Beef Tenderloin with Horseradish Sauce
- Meat thermometer
- Super sharp knife (for removing the silverskin)
- Broiler pan with rack
- 5 pound Beef Tenderloin
- 6 tablespoons butter salted, softened
- salt and pepper
- 1 cup sour cream
- 2 tablespoons mayonnaise
- 4½ tablespoons horseradish
- 2 tablespoons lemon juice , fresh
- ½ teaspoon salt , kosher
- ⅛ teaspoon white pepper
Prep and Cook the Tenderloin
- Bring tenderloin and butter to room temperature
- Remove silverskin if it's not already removed
- Rub entire tenderloin with softened butter
- Lightly season with salt and pepper
- Place on broiler rack and bake uncovered at 475ºF for 20 minutes
- Check internal temperature for desired doneness; if it's ten degrees below how you want your tenderloin, remove it and cover it in foil; allow to rest 10-minutes before slicing.
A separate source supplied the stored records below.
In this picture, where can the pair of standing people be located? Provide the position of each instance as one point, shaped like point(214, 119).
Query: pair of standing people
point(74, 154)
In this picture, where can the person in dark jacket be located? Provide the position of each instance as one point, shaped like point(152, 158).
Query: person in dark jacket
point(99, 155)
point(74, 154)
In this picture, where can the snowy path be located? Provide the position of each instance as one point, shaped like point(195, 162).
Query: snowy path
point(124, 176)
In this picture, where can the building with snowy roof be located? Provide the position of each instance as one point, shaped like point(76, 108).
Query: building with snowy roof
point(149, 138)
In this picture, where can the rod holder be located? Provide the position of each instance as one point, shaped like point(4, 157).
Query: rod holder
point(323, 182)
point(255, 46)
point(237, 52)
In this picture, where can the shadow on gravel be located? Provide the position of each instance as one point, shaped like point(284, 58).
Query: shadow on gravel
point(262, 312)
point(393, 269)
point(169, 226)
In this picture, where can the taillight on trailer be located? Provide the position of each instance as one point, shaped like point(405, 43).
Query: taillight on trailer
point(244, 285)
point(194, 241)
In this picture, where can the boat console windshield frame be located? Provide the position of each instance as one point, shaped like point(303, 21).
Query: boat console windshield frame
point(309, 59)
If it's not quite the internal temperature you're looking for, return tenderloin to oven and continue to check the internal temperature every 10-minutes until it's ten degrees below the desired doneness
Horseradish Sauce Instructions
- In a medium bowl, combine sour cream, mayonnaise, horseradish and lemon; combine well
- Taste for salt and pepper
- Place in refrigerator until an hour before the tenderloin is done; serve sauce at room temperature
- For best results, start with a clean oven. The high heat often creates a steam that might set off the smoke detector. Don't ask me how I know this.
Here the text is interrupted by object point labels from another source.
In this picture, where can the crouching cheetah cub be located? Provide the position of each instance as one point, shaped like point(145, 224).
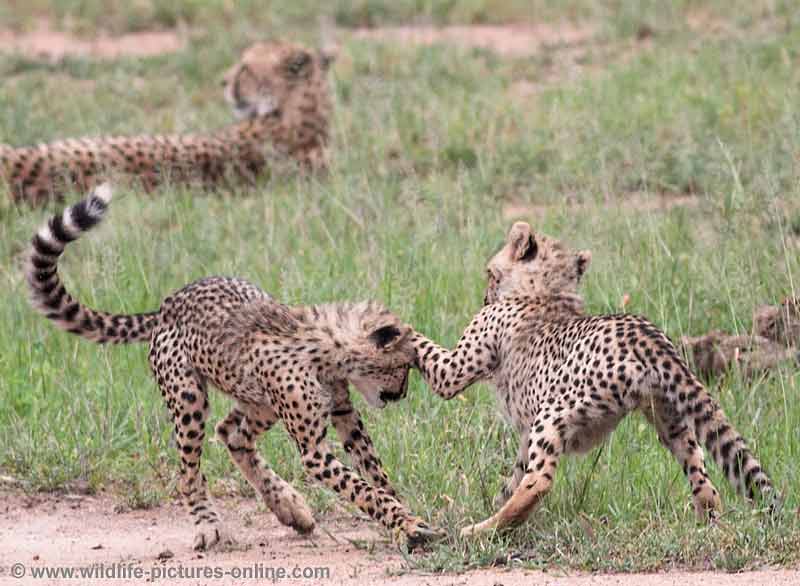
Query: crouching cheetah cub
point(280, 363)
point(279, 90)
point(567, 379)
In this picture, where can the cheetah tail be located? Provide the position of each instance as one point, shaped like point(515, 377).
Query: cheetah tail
point(47, 293)
point(728, 448)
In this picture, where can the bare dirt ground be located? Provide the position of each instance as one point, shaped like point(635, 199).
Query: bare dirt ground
point(508, 40)
point(82, 531)
point(44, 42)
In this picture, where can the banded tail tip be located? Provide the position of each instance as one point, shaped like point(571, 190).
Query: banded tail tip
point(103, 192)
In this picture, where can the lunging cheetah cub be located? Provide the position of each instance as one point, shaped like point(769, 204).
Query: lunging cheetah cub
point(566, 379)
point(278, 89)
point(280, 363)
- Make the sauce in advance and refrigerate it until about an hour before you serve the meat; let the sauce sit at room temperature while the meat is cooking
- If you want to add additional seasonings or herbs, combine them with the softened butter; slather the mixture over the tenderloin then bake
- Remove the tenderloin when it is about 10 degrees shy of the desired "done" temperature.